All functions provided in §§ 9-28-201—213 and other laws of the state concerning responsibility for the development of community-based alternatives to the incarceration of youth, planning and operation of re-integration services for youths returning to the community from the youth services centers operated by the Youth Services Board, and all other services to the youth of this state, other than the operation of the youth services centers which, under the provisions of the Arkansas Constitution, Amendment 33, are required as institutional programs to be operated by the Youth Services Board, shall be operated under the management and control of the Department of Human Services.
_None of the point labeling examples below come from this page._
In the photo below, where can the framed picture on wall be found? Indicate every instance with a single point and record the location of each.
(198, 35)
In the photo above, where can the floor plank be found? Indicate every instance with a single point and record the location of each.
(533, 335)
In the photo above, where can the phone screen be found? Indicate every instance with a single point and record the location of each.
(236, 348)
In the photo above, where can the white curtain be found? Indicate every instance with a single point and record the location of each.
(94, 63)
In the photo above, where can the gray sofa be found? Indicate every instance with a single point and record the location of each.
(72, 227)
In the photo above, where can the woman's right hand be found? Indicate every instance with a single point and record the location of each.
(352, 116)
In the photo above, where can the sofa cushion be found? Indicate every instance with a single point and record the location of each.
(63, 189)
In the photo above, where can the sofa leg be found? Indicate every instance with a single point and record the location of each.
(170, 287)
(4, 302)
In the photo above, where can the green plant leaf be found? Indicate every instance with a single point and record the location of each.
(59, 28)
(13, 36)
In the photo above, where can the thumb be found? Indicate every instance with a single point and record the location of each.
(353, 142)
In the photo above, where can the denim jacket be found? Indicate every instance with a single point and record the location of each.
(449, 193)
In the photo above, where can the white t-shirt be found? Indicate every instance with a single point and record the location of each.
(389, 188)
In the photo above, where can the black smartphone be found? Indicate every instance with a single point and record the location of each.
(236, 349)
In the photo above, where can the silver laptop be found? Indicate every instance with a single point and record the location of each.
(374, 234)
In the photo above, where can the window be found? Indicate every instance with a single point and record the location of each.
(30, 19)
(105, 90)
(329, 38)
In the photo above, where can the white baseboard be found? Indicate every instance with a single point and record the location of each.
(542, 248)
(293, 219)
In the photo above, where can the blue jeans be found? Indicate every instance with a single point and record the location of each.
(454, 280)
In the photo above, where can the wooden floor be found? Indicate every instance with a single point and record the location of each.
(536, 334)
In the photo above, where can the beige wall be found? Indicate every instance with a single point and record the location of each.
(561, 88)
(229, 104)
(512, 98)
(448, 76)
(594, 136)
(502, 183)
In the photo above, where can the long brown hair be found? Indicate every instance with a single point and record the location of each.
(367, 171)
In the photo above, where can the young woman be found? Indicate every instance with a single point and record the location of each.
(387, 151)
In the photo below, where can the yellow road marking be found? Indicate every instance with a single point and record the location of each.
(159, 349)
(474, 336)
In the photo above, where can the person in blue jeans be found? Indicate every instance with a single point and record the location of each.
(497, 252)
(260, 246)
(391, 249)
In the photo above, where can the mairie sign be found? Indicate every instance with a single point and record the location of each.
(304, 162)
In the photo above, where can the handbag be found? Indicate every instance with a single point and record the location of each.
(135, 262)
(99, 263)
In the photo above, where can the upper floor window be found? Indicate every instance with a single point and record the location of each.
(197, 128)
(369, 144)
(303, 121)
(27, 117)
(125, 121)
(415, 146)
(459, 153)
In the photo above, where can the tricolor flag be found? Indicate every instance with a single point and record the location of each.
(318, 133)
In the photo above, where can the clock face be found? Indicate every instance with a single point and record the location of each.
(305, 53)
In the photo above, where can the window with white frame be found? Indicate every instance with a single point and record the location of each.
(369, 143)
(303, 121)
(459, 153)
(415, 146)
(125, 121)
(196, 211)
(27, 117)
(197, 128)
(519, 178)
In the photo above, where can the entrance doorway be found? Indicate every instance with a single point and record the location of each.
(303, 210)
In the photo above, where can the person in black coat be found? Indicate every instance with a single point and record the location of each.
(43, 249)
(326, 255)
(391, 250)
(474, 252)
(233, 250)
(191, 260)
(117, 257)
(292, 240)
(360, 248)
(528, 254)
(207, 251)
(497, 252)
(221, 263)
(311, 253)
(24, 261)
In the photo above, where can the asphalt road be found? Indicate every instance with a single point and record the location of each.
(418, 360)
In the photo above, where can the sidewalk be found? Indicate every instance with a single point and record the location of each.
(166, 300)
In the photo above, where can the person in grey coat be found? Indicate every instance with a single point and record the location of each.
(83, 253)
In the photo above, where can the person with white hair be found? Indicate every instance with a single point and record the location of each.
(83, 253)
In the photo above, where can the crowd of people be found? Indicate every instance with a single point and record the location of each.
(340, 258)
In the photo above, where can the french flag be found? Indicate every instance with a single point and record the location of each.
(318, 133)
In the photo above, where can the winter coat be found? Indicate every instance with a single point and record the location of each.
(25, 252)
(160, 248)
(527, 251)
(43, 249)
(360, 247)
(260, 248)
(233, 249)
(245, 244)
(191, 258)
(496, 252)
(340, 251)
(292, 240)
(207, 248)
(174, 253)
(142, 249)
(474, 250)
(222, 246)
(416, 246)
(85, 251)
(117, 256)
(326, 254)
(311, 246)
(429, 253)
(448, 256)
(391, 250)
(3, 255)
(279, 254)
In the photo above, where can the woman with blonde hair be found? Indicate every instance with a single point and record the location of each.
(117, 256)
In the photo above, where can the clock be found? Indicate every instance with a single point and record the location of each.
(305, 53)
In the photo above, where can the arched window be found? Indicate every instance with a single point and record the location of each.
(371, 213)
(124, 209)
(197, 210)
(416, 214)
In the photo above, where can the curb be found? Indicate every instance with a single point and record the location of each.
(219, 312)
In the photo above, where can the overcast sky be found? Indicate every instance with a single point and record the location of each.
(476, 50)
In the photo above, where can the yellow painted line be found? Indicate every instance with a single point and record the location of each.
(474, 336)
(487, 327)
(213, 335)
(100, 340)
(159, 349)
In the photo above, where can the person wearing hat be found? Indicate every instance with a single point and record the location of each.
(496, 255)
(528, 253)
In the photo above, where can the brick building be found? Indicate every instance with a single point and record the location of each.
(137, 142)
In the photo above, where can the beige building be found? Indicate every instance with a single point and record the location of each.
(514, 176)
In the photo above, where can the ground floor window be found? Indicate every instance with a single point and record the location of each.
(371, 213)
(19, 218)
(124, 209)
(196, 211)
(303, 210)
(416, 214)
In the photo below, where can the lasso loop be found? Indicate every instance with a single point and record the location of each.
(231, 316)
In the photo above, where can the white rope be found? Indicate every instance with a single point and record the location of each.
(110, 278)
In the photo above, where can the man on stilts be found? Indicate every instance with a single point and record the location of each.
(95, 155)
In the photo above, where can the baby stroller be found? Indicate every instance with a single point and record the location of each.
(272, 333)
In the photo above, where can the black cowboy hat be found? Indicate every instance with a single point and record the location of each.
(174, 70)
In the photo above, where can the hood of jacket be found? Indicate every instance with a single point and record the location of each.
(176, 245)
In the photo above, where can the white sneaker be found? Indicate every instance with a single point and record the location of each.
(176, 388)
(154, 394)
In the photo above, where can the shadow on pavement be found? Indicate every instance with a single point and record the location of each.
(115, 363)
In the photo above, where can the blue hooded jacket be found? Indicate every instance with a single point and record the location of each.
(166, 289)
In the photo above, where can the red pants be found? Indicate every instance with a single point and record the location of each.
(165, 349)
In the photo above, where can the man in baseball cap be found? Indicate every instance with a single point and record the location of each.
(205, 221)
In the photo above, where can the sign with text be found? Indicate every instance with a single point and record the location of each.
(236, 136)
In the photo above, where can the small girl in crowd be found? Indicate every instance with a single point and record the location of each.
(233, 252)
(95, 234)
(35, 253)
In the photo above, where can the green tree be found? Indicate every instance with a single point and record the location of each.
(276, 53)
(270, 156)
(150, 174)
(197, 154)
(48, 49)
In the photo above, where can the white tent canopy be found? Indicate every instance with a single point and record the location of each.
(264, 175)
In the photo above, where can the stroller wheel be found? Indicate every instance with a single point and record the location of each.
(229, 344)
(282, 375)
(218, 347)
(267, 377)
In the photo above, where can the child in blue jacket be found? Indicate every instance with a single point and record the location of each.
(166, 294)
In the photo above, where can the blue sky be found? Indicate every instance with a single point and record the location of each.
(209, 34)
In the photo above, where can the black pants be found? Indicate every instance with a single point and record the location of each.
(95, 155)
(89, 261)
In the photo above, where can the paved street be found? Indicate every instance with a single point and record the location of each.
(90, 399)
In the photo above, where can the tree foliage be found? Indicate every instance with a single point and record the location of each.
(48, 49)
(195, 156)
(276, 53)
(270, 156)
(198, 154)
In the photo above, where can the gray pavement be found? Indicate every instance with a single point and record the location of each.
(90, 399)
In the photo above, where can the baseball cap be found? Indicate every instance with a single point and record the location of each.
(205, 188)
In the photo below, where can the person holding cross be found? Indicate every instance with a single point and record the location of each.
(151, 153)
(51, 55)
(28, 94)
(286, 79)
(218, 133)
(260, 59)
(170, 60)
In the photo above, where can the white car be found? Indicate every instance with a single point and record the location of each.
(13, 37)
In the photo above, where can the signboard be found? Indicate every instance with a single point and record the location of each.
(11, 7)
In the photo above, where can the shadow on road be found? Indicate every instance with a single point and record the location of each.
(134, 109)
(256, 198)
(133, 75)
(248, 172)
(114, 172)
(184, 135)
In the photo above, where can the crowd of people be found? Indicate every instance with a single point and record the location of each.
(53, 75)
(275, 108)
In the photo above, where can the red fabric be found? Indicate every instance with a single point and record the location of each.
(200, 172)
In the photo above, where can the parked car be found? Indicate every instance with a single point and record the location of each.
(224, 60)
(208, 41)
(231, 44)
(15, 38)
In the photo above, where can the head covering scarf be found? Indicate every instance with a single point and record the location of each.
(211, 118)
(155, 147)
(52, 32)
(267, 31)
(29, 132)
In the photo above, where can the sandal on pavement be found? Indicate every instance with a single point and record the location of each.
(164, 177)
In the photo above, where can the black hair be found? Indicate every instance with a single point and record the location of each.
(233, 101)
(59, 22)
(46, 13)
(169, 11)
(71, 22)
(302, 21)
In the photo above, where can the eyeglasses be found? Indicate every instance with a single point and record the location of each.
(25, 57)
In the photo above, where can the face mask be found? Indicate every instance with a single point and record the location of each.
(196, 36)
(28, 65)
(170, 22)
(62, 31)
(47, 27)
It is also provided at subsection (e)(2) of the same statute that:

It is further the intent of this act that the Youth Services Board shall devote its time and resources to the operation and management of the institutional programs of the youth services centers and that other state programs for the treatment or benefit of juvenile delinquents and the problems of the youth of this state shall be administered by the Department of Human Services through divisions, offices sections, or units of the department determined by the director of the department.

It is apparent from the statutes above, in my opinion, that the “Youth Services Board” does not have any responsibility for the management and operation of community-based programs. It is therefore unlikely that liability on the part of the Board could be based upon actions or incidents arising out of the operation of such programs. It should also be noted that the Youth Services Board, as an establishment of state government, will be entitled to the immunity granted by Arkansas Constitution, art 5, § 20. The individual members of the board are also entitled to immunity for negligent acts or ommissions of themselves and employees.See A.C.A. § 19-10-305 (Cum. Supp. 1991) and A.C.A. §16-120-102 (Cum. Supp. 1991). Different consideration, however, will apply in federal court, where “qualified immunity” is the rule. See e.g. Fogle v. Benton County Scan, 665 F.Supp. 729
(W.D. Ark 1987).

Because, however, this office cannot hypothesize all potential claims of liability in the abstract, reference to the facts of a particular incident must be had to reach a definitive conclusion with respect to this question.

The foregoing opinion, which I hereby approve, was prepared by Assistant Attorney General Elana L. Cunningham.


WINSTON BRYANT Attorney General


[1] It should be noted that this Board is referred to in the Arkansas Code as the “Youth Services Board.” See A.C.A. §§9-28-202 and 25-10-105.